Ann-not-Carnie Wilson looked at the Top Six. They looked at her. Reg scrambled up from where he'd been kneeling.

"No. Way. In. Hell will I have my work associated with this carnival."

"It's American Idol."

"It's idiotic. It's shameful. Call your bosses and tell them I said to go to hell."

I pulled up the number on my iPhone and started the call, but there was no way I was going to say "go to hell" to anybody. I'm not a receptionist. I handed Ann-not-Carnie Wilson the phone. Her side of the convo went roughly like this.

"Nigel, I'm not doing the show."

"What I mean is that I'm not doing the show."

"Well, I'm unclearing those songs."

"I damn well can, too."

"I may not be able to do it legally, but I can make your life hell if you go ahead with them."

"You'll discover there is such a thing as bad publicity. Trust me."

"I don't care if you have to put on three shows two days from now. You aren't using my songs for your farce of a singing contest."

"Bitch."

Ann Wilson dropped my iPhone on the sidewalk and stomped on it.

Fortunately, it was the phone issued by the show, so they'd have to give me a new one. Not so fortunately, it had on it my entire Grand Magnolias collection that I'd been counting on listening to in the van to soothe my shattered nerves.

Also not so fortunately, the van wasn't scheduled to pick us up for another hour.

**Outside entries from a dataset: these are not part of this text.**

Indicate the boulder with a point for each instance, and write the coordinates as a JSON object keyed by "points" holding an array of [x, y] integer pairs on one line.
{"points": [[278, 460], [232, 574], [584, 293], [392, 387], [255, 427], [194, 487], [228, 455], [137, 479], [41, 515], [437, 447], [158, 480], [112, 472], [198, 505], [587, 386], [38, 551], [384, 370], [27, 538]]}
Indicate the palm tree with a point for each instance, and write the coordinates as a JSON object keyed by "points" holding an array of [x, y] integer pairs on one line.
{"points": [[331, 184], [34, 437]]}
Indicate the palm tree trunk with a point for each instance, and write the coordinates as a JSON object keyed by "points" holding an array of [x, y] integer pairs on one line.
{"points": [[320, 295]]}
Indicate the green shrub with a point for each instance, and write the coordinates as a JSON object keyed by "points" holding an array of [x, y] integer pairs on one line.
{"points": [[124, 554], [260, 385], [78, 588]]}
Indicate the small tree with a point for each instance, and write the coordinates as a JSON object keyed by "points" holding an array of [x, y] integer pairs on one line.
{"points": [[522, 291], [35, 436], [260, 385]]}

Back at the house--trust me, it's best not to discuss that hour--Ken Warwick had us in a meeting while Josh was still scrubbing at pin-prick-sized blood stains on his jeans.

"We have a last-minute change of theme, and it's going to be fantastic," he said.

Nobody said anything.

"It's going to be amazing."

Charlie rubbed at a bit of sunburn. Robyn picked at a hangnail. Shamere went on french-braiding Brianna's hair. Reg looked at the floor and tapped his toes.

"You're going to do songs from the post-Idol albums of Idol winners."

I waited for the flood of demands for the three hitmakers: Kelly, Carrie, and Cook. This was about to get ugly.

Robyn looked up. "Dibs on Lee DeWyze."